Die persönliche Auseinandersetzung mit HIV/Aids berührt auch heute noch existenzielle Fragen. Medizinisch ist zwar Vieles möglich geworden, was vor Jahren noch undenkbar schien. Aber die Fragen nach Berücksichtigung der persönlichen Bedürfnisse bei eventueller Krankheit, Pflegebedürftigkeit oder Hilflosigkeit bleiben. Informationsvermittlung über Möglichkeiten der Planung bildet den einen Teil der Veranstaltung. Es geht aber auch um die persönlichen Wünsche und Bedürfnisse. Ziel ist, sich individuell darüber klar zu werden, ob und welche rechtlichen Vorsorgemöglichkeiten genutzt werden möchten und welche auch nicht.



Workshop 4
Samstag, 24.09.2011
11-17 Uhr
positiv arbeiten
Bedürfnisse-Wünsche-Ziele

Leitung:
Harald Hägle (Sozialwissenschaftler)
Rupert Prossinagg (Trainer)

Workshop für Menschen mit HIV/Aids im Erwerbsleben

Viele Menschen mit HIV/Aids, die in Deutschland leben, sind erwerbstätig. Da stellen sich Fragen wie: Bin ich mit meiner Arbeit zufrieden? Wo sehe ich Veränderungsbedarf? Welchen Gestaltungsspielraum habe ich? Kann ich mir auch eine andere Tätigkeit vorstellen? Welche Stärken und Schwächen habe ich? Welches sind die nächsten Schritte zur Veränderung?
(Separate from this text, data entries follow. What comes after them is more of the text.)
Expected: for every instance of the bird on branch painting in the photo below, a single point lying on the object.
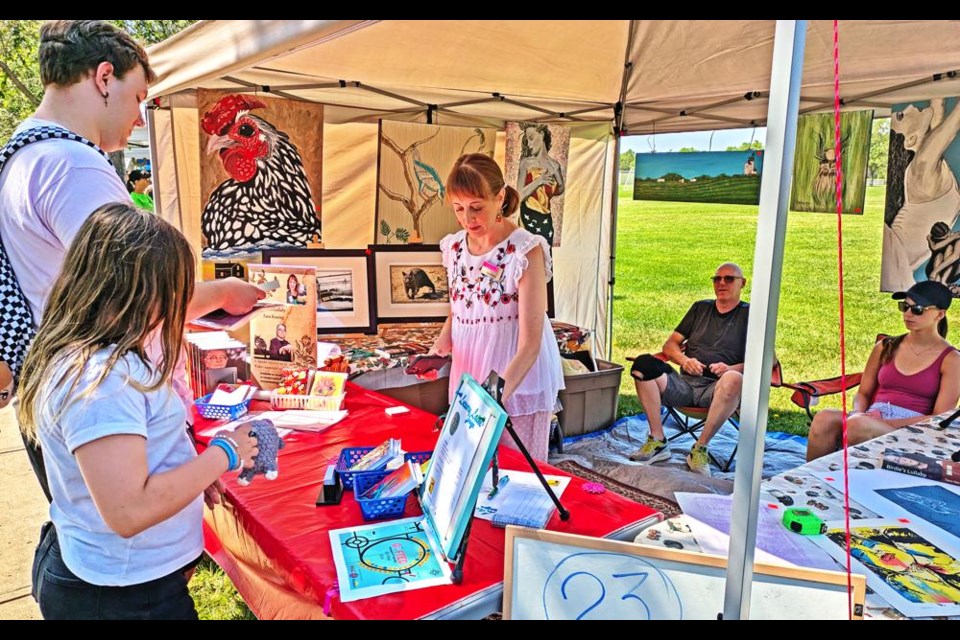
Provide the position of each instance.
(424, 184)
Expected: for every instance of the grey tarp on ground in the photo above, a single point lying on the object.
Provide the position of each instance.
(607, 452)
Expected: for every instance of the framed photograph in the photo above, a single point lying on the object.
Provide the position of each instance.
(344, 290)
(411, 283)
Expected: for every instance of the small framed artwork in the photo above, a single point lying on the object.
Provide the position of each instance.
(344, 290)
(411, 283)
In diesem Seminar beschäftigen wir uns mit unseren Bedürfnissen und Wünschen in der Arbeit. Wir spüren Hindernisse für mehr Zufriedenheit im Job auf. Und wir entwerfen die ersten Schritte zu einer möglichen Veränderung.



Workshop 5
Samstag, 29.10.2011
11-16 Uh
HIV-Therapie: Update 2011
Wann, wie , womit, warum?

Leitung:
Dr. Ivanka Krznaric (Allgemeinmedizinerin)
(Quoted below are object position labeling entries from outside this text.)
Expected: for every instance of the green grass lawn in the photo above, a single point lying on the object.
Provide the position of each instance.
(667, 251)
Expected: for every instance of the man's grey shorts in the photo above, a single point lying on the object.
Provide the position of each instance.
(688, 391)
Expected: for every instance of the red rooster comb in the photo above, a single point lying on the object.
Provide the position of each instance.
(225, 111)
27 Medikamente, 6 Substanzklassen, einfache Therapieregime, weniger Nebenwirkungen, 3-er Kombi als „Gold“-Standard, weniger Resistenzen, Monotherapie, duale Therapie, Induktions- und Erhaltungstherapie, früher/später Therapiebeginn, neue/“alte“ Medikamente, Nuke-freie Therapie, Langzeittherapie, Immunmodulation…Alles klar?



Workshop 6
Samstag, 26.11.2011
11-15 Uhr
Geht HIV an/auf die Nerven?
Neurologische Probleme bei HIV

Leitung:
Dr. Karin Hahn (Neurologin)

Vergesslich, unkonzentriert, orientierungslos, niedergeschlagen?
Im Rahmen der HIV-Infektion kann es zu neurologischen Problemen kommen. Diese können durch HIV selbst verursacht sein, durch andere Infektionen oder Erkrankungen des Gehirns. Auch HIV-Medikamente können die Nerven beeinträchtigen (z.B. Polyneuropathien).
Woran erkenne ich, dass etwas nicht stimmt? Was könnte dahinter stehen? Wie wird behandelt?